Ryan Dinh and his older brother Steven created the menu that consists of foods from their childhood with several of the items brought to life using their mom's own recipes.
Ryan, who grew up watching shows like Fun Food Frenzy and Chef at Home with Michael Smith, also uses his five years of experience working under Toronto chefs to put a culinary twist on the traditional Vietnamese eats. And most everything is made from scratch.
The original banh mi ($9) comes on a baguette with the triple protein threat of Haus-roasted pork belly cold cut, soy-based Vietnamese sausage and chicken liver pâté
Pickled carrots, pickles, cucumbers, cilantro and a Maggi-mayo spread also join the mix. Fried egg, which always completed the Dinh brothers' banh mi growing up, can be added for an extra charge ($2).

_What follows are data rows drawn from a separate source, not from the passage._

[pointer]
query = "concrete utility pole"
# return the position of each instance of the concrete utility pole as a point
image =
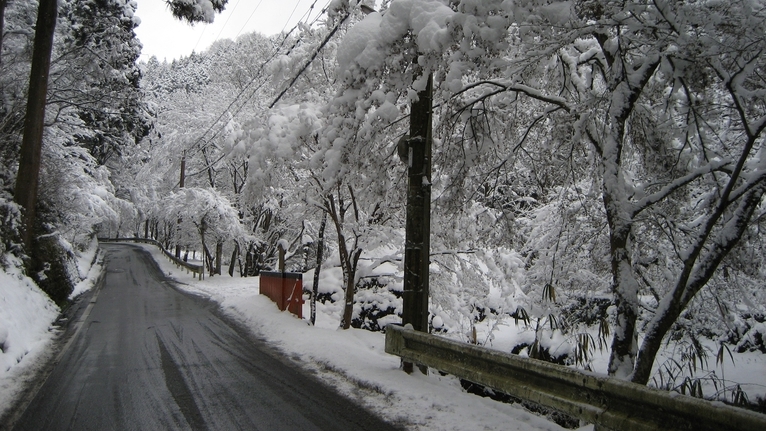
(418, 226)
(178, 228)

Another one of their signatures is the banh mi pho ever ($14) with a serious amount of smoked beef alongside pickles, caramelized onions, dijon, aioli and herbs. Pho broth comes on the side for dunking.
Banh mi bo kho ($14) gets a side of Vietnamese slow-cooked beef stew with corn, onions and lemongrass. On the sub are pickles, onions, herbs, aioli and overnight braised beef.

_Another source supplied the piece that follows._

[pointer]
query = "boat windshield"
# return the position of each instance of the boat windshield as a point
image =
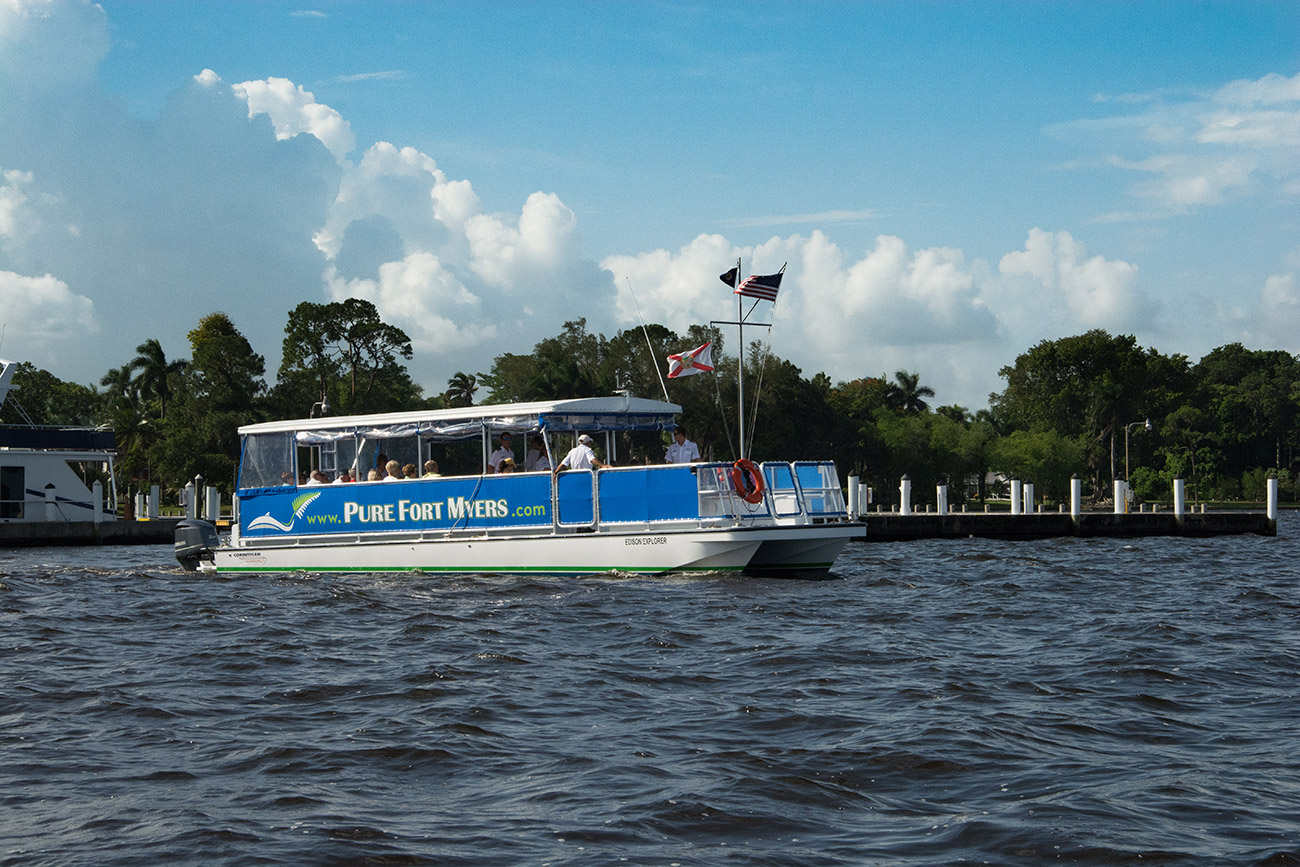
(273, 452)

Make sure to visit Tuesday to Thursday for bo kho tacos ($12), which are basically a Vietnamese take on birria tacos. They come in grilled Peking duck wraps instead of corn or flour tortillas and are deliciously messy.
Besides the Haus specialties, anyone ordering can build their own meal. First, choose between rice ($16), vermicelli ($14), banh mi sub or banh tieu ($11) for the base and then pick your protein.
Fried chicken, sweet pork sausage and tofu in a homemade coconut curry are all options. The latter vegetarian choice goes great on the sesame-covered banh tieu, a sweet milk bread that's more traditionally eaten as a dessert.
You can also get fried chicken on fluffy bao buns ($11).
The easy drink of choice around here is Vietnamese iced coffee ($5). They use a locally-roasted arabica made with beans from Vietnam and the strong coffee is balanced with condensed milk.
Bags of the house roast ($16) are available at the counter, as well as a few pantry goods like housemade pickled carrots ($12), mustard greens ($11) and fish sauce ($8). Balanced with added acid and sugar, the fish sauce can be poured right over your food.
Anime fans will recognize characters like Sailor Moon, Spirited Away, Hamtaro and a dancing Pikachu (use the QR code) on the wall mural inside of the small takeout spot.
The big, bright red door gives the lower-level restaurant that would be pretty hidden otherwise away. During the summer months, an out-front barbecue draws even more attention.